Samantha hopes the extended feature will focus more on the bone marrow registry, what Project 44 is trying to do, and how it is trying to grow.
“[The Project 44] goal is to change the process of donating bone marrow,” she said. “We want to change the norm so that when you turn 18 you join the registry.”
The feature was produced by Lauren Stowell. In a press release, she said the Smiths stand out because of how Samantha responded to what happened and what she is trying to create out of it.
“During Andrew’s treatment, he and Samantha learned more about the bone marrow transplant process, and that spurred them to want to champion that cause,” she said. “Even while he was alive and fighting, he was holding bone marrow drives at Butler.
“But what is most remarkable part of this story for me – through all of that grief and tragedy that Samantha went through, she was able to find something positive in that moment, and she held a bone marrow drive at her husband’s funeral.”
Through the process of filming the feature and looking back at past memories, Samantha went through a lot of emotions, some she hadn’t gone through in a while.
For the feature, ESPN requested momentos and letters she had of Andrew. Samantha said going through boxes of their stuff brought laughter and tears.
“That certainly was hard for me, digging through things I hadn’t looked at in years: old videos and letters and things like that,” she said. “Yes, there were certainly parts I was used to and had those typical talking points, but it definitely got to another level having to get photos and videos.”
Samantha found many things in one of the boxes in her basement that brought back memories as far back as high school. One set of things she found in particular stood out: 12 letters that Andrew wrote her for Christmas one year. He was already playing for Butler, and he was not around much for Christmas. So, he wrote her 12 letters that accompanied 12 gifts to replicate the 12 days of Christmas.
“Those were wonderful,” she said. “And some of the videos I forgot I had, so I was howling laughing but then simultaneously crying. There were definitely some really special things I had that were really good to see.”
Since it published, the video has gotten more than a million views online, and 3,500 people have joined the bone marrow registry since the feature aired.
ONE MILLION. One million views. One million expressions of support. One million hearts encouraging our own. One million opportunities for impact. One million.
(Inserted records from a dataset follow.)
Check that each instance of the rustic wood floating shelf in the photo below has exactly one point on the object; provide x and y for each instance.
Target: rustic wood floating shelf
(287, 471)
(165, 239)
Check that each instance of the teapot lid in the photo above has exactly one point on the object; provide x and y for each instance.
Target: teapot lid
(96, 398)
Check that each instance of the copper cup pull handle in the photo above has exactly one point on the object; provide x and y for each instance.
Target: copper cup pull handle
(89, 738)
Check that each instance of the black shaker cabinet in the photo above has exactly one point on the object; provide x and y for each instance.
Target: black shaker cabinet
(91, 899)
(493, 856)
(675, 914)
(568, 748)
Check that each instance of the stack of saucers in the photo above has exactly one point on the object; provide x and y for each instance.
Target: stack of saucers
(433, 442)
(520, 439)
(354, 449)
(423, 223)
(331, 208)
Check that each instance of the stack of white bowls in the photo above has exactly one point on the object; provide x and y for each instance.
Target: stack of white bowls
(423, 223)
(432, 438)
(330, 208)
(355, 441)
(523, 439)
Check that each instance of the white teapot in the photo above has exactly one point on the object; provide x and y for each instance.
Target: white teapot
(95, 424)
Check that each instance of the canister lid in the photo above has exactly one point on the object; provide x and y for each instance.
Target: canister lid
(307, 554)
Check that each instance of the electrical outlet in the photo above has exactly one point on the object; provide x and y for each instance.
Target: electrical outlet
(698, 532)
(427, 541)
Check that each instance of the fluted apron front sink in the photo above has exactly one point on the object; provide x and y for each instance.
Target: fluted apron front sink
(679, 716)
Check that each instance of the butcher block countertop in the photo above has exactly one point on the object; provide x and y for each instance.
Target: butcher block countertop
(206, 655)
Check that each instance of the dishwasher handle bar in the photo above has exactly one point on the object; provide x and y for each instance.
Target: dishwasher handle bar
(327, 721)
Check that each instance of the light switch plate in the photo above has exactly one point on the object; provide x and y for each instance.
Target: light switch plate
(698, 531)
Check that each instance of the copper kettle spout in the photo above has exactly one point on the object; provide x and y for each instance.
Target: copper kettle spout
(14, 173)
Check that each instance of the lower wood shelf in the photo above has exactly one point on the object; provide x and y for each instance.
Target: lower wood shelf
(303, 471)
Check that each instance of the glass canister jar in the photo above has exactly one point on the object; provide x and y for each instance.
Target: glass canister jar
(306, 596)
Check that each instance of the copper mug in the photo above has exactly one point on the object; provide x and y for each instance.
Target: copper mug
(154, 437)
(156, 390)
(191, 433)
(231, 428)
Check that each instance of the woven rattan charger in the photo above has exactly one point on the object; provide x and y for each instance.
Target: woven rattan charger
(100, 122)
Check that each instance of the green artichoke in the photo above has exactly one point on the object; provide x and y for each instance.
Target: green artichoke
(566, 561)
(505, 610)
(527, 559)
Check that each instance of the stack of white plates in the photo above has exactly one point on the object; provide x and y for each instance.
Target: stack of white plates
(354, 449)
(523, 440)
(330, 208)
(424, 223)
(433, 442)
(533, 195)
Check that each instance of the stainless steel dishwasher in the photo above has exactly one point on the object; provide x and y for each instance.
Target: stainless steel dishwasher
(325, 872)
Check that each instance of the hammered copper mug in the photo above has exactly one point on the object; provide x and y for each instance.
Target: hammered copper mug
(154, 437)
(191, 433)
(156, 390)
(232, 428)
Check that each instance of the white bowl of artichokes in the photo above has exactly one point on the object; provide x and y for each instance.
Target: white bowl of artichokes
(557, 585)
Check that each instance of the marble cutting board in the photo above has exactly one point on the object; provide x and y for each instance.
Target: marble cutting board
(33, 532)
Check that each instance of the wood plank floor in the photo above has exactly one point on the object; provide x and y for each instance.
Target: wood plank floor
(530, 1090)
And, more importantly, over 3,500 new potential donors have joined the bone marrow registry since Sunday. pic.twitter.com/RNi3NCSNxf
— Project 44 (@JoinProject44) March 27, 2018
In all, Samantha said she is grateful for the exposure, especially with Project 44 in mind. She knows that this feature can help the exposure of the non-profit organization, and she also knows Andrew’s legacy will live on because of this.
“It is so bittersweet, because I am so proud of him and I’m proud that he’s so honored and beloved and supported, but obviously it’s hard because I wish his jersey wasn’t in that case and I wish there wasn’t all of this,” she said. “While I’m so thankful for everything, I also wish this never happened.”